Notre projet : ouvrir un nouveau centre de soins en Bretagne

Après 14 ans de gestion et de financement d’un centre de soins pour la faune sauvage en Morbihan (plus de 27 000 animaux sauvages pris en charge), nous nous lançons dans un nouveau projet. Nous souhaitons créer un centre de soins en centre Bretagne.

Pourquoi un nouveau centre de soins ? Parce que l’érosion de la biodiversité n’est plus à prouver, parce que le pays manque affreusement de structures habilitées, et que les citoyens, de plus en plus concernés par le sort du vivant, le demandent aussi.

En ouvrant un nouveau centre de soins, nous souhaitons répondre aux besoins exponentiels face aux découvertes d’animaux sauvages en détresse, en leur apportant les conditions adéquates, adaptées à l’espèce, en respectant des capacités d’accueil en fonction des espaces, structures et personnels disponibles pour apporter une prise en charge optimum.

L’idée est de surmonter les difficultés trop souvent rencontrées par des centres de soins en France : vieillissement des locaux et insuffisance d’équipements, épuisement des équipes, turn-over des bénévoles, manque cruel de financements, baisse du taux de réussite des soins aux animaux… Nous voulons des locaux permettant à la fois de respecter le bien-être animal et le droit du travail.

Volée de Piafs - Trisk'ailes - Vue aérienne plan du centre de soins
Vue aérienne en 3D du projet

L’association a aussi la volonté de développer la sensibilisation et une médiation de qualité, car cela est essentiel pour éviter les difficultés évoquées précédemment. L’objectif est d’éviter de nombreuses situations pouvant être préjudiciables à l’animal alors que des alternatives existent, et également réduire l’impact de l’humain sur la faune sauvage. Cela permet également de réduire le nombre d’accueil, permettant alors une meilleure prise en charge de ceux pour lesquels il n’y aurait pas d’alternative possible.
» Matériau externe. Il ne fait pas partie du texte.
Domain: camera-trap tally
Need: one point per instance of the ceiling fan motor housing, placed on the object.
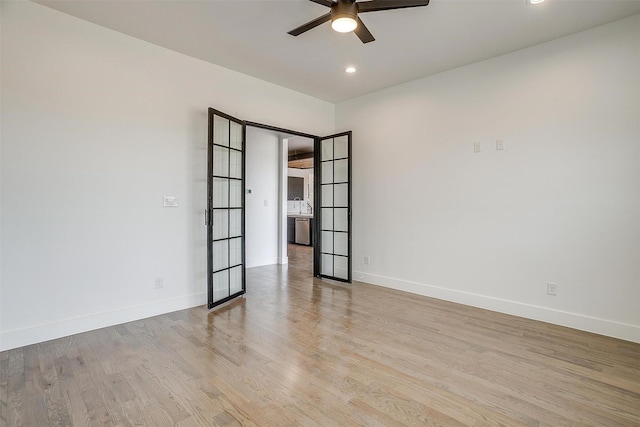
(344, 9)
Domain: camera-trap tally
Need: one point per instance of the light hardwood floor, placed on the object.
(299, 352)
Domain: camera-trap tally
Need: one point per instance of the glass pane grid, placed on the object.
(334, 208)
(227, 209)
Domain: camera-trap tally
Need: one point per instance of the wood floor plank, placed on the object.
(297, 351)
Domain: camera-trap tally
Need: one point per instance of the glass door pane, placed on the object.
(225, 206)
(332, 254)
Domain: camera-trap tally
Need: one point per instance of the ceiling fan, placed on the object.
(344, 15)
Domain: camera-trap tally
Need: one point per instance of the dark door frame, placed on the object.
(316, 179)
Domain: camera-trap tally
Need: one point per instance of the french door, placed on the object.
(332, 250)
(225, 209)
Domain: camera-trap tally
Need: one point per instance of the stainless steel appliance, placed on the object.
(302, 231)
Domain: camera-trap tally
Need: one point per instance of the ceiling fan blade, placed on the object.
(327, 3)
(311, 24)
(375, 5)
(363, 32)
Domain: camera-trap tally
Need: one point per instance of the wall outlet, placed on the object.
(169, 201)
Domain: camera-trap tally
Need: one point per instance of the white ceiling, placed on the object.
(250, 36)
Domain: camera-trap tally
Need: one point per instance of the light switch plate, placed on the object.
(170, 202)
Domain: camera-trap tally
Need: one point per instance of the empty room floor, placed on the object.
(299, 352)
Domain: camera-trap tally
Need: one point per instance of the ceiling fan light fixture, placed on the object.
(344, 24)
(344, 16)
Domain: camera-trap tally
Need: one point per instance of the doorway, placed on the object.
(300, 202)
(323, 208)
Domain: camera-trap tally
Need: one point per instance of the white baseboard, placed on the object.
(572, 320)
(261, 262)
(62, 328)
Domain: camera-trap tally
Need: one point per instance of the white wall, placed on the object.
(96, 128)
(560, 204)
(262, 205)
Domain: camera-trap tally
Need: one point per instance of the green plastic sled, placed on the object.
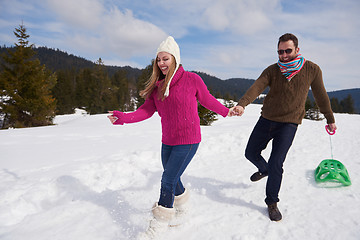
(330, 170)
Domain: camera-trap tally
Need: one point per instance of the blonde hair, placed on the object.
(157, 75)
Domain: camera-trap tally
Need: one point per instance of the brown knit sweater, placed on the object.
(285, 101)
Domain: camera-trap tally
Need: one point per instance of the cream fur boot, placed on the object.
(160, 222)
(181, 205)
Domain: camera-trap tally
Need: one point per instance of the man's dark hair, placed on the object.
(289, 36)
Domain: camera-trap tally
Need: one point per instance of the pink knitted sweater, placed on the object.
(179, 111)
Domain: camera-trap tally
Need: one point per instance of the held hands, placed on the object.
(236, 111)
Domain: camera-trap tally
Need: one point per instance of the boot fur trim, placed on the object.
(163, 214)
(182, 199)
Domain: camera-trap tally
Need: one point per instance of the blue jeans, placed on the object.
(174, 159)
(282, 135)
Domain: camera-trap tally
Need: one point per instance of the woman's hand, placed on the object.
(236, 111)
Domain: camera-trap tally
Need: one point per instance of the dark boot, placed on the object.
(257, 176)
(274, 213)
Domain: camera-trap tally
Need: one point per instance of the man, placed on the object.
(289, 81)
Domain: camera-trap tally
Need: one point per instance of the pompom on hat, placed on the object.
(170, 46)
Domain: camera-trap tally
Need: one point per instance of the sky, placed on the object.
(223, 38)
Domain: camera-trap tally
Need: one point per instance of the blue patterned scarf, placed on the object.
(290, 69)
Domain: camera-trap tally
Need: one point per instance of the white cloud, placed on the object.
(106, 31)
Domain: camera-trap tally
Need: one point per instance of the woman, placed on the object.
(173, 93)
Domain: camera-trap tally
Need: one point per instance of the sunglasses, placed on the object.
(287, 51)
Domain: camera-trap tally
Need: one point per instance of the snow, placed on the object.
(84, 178)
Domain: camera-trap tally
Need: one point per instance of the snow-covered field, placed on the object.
(86, 179)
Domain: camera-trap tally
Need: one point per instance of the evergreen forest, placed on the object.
(38, 83)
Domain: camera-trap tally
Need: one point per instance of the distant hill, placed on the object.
(235, 87)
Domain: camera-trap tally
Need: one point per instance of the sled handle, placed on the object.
(328, 130)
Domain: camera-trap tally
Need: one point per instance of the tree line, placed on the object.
(32, 95)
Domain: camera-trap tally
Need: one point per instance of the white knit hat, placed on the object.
(170, 46)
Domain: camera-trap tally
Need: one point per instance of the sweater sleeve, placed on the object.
(144, 112)
(256, 89)
(206, 99)
(321, 97)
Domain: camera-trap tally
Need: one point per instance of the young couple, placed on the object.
(174, 92)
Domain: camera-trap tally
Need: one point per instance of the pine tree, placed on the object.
(64, 92)
(25, 99)
(145, 75)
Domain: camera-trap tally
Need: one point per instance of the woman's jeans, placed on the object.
(174, 160)
(282, 135)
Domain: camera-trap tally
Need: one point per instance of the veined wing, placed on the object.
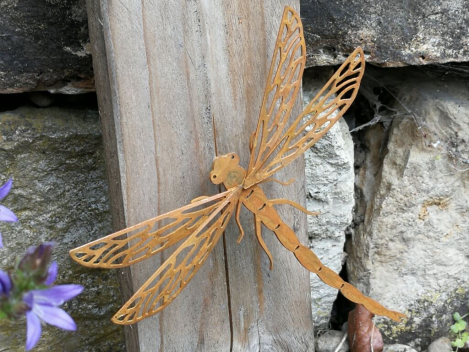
(316, 119)
(143, 240)
(283, 84)
(175, 273)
La médiation est l’accompagnement du découvreur d’animaux en détresse dans les premiers gestes à avoir avant l’acheminement vers un centre, mais aussi et surtout les alternatives à l’accueil en centre de soin.

Pour exemples, la remise au nid de juvéniles avec surveillance de la venue des parents ; évaluer l’état de l’animal en l’orientant vers des vétérinaires pour lui éviter des souffrances inutiles qui peuvent exister lors d’un transfert alors qu’il n’y a aucune possibilité de soin….

Une campagne de financement participatif pour acheter un terrain et commencer les travaux

Ouvrir un centre de soins nécessite l’engagement d’un soigneur animalier possédant un certificat de capacité. Notre équipe, expérimentée et opérationnelle, compte déjà une soigneuse capacitaire ayant une expérience professionnelle de plus de cinq ans. Il faut également un terrain pour installer le centre de soins. Nous l’avons trouvé en centre Bretagne. Ce qui nous fait défaut désormais, ce sont les fonds. Nous avons besoin de financement pour acquérir le terrain et commencer les travaux d’aménagement des locaux. Nous pourrons alors demander l’autorisation préfectorale pour exercer des soins sur la faune sauvage, dans les nouveaux locaux déclarés au nom de l’association.

Notre collecte de fonds a pour objectif de récolter 200 000 €. Cette somme comprend l’achat du terrain et une part du financement des aménagements nécessaires au bon fonctionnement d’un centre de soins (accueil, infirmerie, animalerie, réserve de nourriture, salle de préparation des rations, pièce de stockage du matériel, etc.).

L’association n’a besoin que d’une chose : un large soutien. Partager la campagne, communiquer, informer à son sujet pour élargir son public et sa communauté, faire un don pour avancer…

Pour participer à l’émergence d’un centre de soins pour la faune sauvage, vous pouvez faire un don sur notre campagne de financement participatif

Volée de Piafs - Trisk'ailes - Annonce Lancement crowdfunding

L’association étant déclarée d’intérêt général, chaque don donne le droit à une réduction fiscale à hauteur de 66 % du montant du don. Un reçu fiscal vous sera automatiquement adressé.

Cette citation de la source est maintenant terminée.